I have a number of ideas for posts swimming in my head, but I’ve had a hard time trying to crystallize into words what we’ve seen the last several months.
Change. Progress. Self-awareness. Self-advocacy. Giving words to emotions. Yes, hormones. All at a speed that makes it difficult to process.
Some of that is the product of simply being 13, but not all. Veronica and I used to talk about how our hope was that as Ryan got older, he would gain the self-awareness that would allow him to fit in. Like many of my thoughts about autism, that has changed. We still seek self-awareness, but not necessarily so Ryan can regulate himself in an effort to be like everyone else. He’s not like everyone else, of course, and though we’ve long known that, we now understand that simply learning to act like everyone else is not the key to anything.
What is important is for Ryan to understand himself, and how others perceive him. For him to be able to judge reactions and seek out as companions those who react positively to him. That is the first step to gaining confidence in who he is. As his participation in the Autism Affinities Project revealed, Ryan is beginning to take a real pride in the strengths that his particular brain wiring gives him.
He is also learning to understand, and express, his feelings about his difficulties fitting in. Throw in a healthy dose of early teen hormones and emotions, and it can be a combustible mix. But we are grateful for that self-expression, which only began to show itself in the last year.

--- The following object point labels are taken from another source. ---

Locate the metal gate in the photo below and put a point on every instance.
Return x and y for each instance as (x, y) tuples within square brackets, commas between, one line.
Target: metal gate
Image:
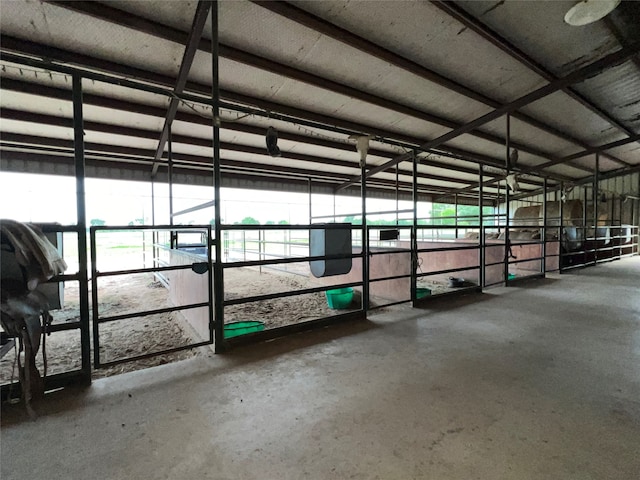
[(163, 258)]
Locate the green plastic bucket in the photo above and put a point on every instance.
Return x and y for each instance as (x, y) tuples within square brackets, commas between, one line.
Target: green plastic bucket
[(340, 298), (235, 329), (423, 292)]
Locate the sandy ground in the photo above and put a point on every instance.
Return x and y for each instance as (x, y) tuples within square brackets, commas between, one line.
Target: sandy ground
[(245, 282), (140, 335)]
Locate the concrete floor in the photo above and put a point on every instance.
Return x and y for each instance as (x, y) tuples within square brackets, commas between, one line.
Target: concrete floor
[(539, 382)]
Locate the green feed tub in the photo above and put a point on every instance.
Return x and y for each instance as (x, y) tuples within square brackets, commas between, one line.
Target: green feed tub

Amid all this change, another school year has ended, launching us into the unstructured summer. The camp the kids attended the last few years closed, so there is much uncertainty (and anxiety) over the new program they will attend.
Ryan’s anxiety manifests in outbursts that sound like general predictions of doom. He is sure he will hate camp because he won’t fit in and since he knows this he’s not even going to try, etc., etc. We’ve seen it before, but it doesn’t make it any easier to hear, or deal with.
Veronica had the kids visiting family last week, and she was relaying this story and others about Ryan trying to fit in with his four cousins. Some were positive, others more difficult.
One text, accompanied by the picture at the top of this post, didn’t immediately register. But when Veronica reminded me what it represented, it stopped all the thoughts about how to describe Ryan’s progress, triumphs and struggles.
That’s Ryan with his cousins’ dog. Ryan is on his iPad, no doubt watching old NHL highlights or checking stats. He’s not necessarily interacting with the dog, although Veronica told me he was comforting her when she was afraid about the noise coming from outside (the rest of the kids may or may not have been shooting off fireworks with their cool uncle).
Whether or not he was actually comforting her is immaterial. There was a time not that long ago when the mere sight of a dog sent Ryan into an immediate panic. If we encountered one on a walk, he turned and sprinted the other direction. Visits to any dog-owning family members had to be carefully managed to prevent Ryan from being terrified.
And here he was, sitting calmly, going about his business, mere inches from a dog. Like it was no big deal. It IS a big deal, of course, another of those Not Little Things and a reminder that Ryan will continue to tackle his challenges according to his own timeline.
Sometimes, a picture really is worth 1,000 words (or 631 words to be precise).
10 thoughts on “Progress, In a Picture”
Reblogged this on Walkin' on the edge and commented:
This is lovely because of the progress that Ryan has made. But the first have speaks to me so much as it regards my own son. “What is important is for Ryan to understand himself, and how others perceive him. For him to be able to judge reactions and seek out as companions those who react positively to him.” So much this. For our spectrum kiddos, and for every child.
Thanks for reblogging. It has taken us a long time to come around to that position. As always, my thoughts and opinions are a work in progress 🙂
I love this: “simply learning to act like everyone else is not the key to anything”
Wonderful Ryan! What a great kid. 🙂
Thank you. We like to think so. And that thought has been hard-learned, over many years.
Progress can be so subtle, it happens while we are making dinner or driving the car. It’s only when we stop and look at where you are that you realise just how profoundly things have changed.
I loved the interview you did for the Affinities project! Having that as a record of where he was in that moment is a treasure.
The best part about participating in the affinities project was that Ryan wanted to do it. As soon as I explained it to him, he kept bugging me to get the video done. His pride in what he can do is emergent, and very genuine.